Functional_equation wrote: socrates wrote: Determine all functions $f:\Bbb{R}\to\Bbb{R}$ such that \[ f^2(x+y)=f^2(x)+2f(xy)+f^2(y), \]for all $x,y\in \Bbb{R}.$ Nice problem!

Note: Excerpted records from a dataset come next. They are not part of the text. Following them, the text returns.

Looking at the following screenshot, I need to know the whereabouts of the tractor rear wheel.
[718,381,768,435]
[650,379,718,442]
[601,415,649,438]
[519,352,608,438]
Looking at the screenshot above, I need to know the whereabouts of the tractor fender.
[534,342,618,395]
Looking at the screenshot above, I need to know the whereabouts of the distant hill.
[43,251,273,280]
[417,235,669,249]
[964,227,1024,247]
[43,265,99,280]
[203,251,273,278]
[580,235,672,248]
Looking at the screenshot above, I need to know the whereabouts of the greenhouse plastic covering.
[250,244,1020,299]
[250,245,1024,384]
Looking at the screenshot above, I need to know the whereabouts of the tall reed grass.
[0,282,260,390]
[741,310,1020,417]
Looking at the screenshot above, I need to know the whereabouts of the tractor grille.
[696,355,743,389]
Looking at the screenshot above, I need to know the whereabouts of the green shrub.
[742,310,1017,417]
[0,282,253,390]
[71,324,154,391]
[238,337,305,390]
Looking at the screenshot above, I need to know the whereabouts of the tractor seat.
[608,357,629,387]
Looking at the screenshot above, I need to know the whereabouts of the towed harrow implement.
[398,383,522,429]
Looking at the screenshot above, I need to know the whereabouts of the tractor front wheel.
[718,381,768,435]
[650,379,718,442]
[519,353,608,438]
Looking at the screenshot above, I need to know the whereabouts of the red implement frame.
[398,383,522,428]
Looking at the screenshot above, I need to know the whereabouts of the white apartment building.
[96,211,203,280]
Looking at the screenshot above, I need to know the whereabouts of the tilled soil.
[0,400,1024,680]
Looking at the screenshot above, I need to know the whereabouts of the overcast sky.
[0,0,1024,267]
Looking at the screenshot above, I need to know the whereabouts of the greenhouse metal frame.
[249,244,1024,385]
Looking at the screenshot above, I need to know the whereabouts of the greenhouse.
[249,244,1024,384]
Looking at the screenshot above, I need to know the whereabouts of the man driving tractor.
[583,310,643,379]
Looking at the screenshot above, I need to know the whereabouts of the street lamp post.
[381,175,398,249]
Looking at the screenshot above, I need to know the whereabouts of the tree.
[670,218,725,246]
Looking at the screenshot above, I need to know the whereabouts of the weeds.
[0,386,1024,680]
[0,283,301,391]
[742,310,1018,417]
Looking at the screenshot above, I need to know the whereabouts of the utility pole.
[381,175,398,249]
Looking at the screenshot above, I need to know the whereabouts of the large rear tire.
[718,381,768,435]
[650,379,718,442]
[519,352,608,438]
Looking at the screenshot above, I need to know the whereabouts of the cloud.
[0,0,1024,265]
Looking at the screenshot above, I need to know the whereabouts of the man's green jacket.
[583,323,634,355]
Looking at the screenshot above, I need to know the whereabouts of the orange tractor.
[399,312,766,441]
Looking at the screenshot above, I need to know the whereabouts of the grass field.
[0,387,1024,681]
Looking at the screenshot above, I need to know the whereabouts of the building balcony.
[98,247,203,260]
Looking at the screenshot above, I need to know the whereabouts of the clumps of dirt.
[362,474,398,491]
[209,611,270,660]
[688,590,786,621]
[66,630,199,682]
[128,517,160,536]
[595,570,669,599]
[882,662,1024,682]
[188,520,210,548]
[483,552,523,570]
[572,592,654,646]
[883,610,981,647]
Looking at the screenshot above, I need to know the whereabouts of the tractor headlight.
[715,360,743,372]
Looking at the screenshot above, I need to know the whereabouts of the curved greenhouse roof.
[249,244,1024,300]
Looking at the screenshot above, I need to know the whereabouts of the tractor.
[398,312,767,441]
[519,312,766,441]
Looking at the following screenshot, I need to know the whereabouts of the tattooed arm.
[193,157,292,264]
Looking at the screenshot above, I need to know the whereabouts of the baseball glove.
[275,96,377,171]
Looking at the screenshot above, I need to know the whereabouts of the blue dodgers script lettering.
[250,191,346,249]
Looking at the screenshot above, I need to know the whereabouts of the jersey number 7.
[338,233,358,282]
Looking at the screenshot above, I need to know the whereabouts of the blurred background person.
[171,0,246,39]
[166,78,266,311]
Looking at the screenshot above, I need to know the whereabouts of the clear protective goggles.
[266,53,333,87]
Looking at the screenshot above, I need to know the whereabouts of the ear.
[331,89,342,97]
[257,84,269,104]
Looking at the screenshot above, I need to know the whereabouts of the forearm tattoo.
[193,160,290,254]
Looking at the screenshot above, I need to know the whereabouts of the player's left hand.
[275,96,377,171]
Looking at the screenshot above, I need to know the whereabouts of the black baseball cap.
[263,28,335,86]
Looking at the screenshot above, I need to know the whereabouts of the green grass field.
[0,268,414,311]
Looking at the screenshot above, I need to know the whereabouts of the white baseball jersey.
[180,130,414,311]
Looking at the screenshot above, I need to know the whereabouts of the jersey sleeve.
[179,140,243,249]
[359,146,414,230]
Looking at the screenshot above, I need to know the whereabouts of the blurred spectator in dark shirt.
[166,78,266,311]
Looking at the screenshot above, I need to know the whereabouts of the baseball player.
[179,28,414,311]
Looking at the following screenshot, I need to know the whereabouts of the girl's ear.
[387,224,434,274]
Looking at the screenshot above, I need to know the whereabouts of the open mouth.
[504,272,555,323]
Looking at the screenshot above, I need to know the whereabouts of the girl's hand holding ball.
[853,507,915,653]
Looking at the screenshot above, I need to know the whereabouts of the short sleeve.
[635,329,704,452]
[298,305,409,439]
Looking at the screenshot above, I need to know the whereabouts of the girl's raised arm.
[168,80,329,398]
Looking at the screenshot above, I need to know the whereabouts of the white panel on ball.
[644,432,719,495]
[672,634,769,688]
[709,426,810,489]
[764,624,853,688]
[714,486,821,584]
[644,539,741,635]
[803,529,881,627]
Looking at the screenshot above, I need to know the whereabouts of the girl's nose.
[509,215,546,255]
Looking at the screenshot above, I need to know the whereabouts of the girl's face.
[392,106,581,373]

My Solution $P(x,-x)\implies f^2(x)+f^2(-x)=f^2(0)-2f(-x^2)$ $P(x+y,-x)+P(x,y)\implies f^2(y)+f^2(x+y)=f^2(x+y)+2f(-x^2-xy)+f^2(-x)+f^2(x)+f^2(y)+2f(xy)\implies$ $\implies 2f(-x^2-xy)+2f(xy)=-(f^2(-x)+f^2(x))=2f(-x^2)+f^2(0)\implies f(-x^2-xy)+f(xy)=f(-x^2)-\frac{1}{2}f^2(0)$ $h(x)=f(x)+\frac{1}{2}f^2(0)$ Then $h(-x^2)=h(xy)+h(-x^2-xy)$ $xy=a,-x^2-xy=b$ $a+b<0$ $a+b<0\implies h(a+b)=h(a)+h(b)$ Claim.$h-additive$ Proof: $a,c\in R$ $b<min[-a,-(a+c)]\implies a+b<0,a+b+c<0$ $a+b<0 \implies h(a+b)=h(a)+h(b)$ $a+b+c<0\implies h(a+b)+h(c)=h(a+b+c)$ $h(a)+h(b)+h(c)=h(a+b)+h(c)=h(a+b+c)=h(a+c)+h(b)\implies h(a+c)=h(a)+h(c)$ $h-additive\implies f-additive$ $f^2(x)+f^2(y)+2f(xy)=(f(x+y))^2=(f(x)+f(y))^2=f^2(x)+f^2(y)+2f(x)f(y)\implies f(x)f(y)=f(xy)$ Then $f-multiplicative$ $f(x+y)=f(x)+f(y),f(xy)=f(x)f(y)\implies f(x)=0,f(x)=x$ This solution is not correct, $f=-2$ is also solution.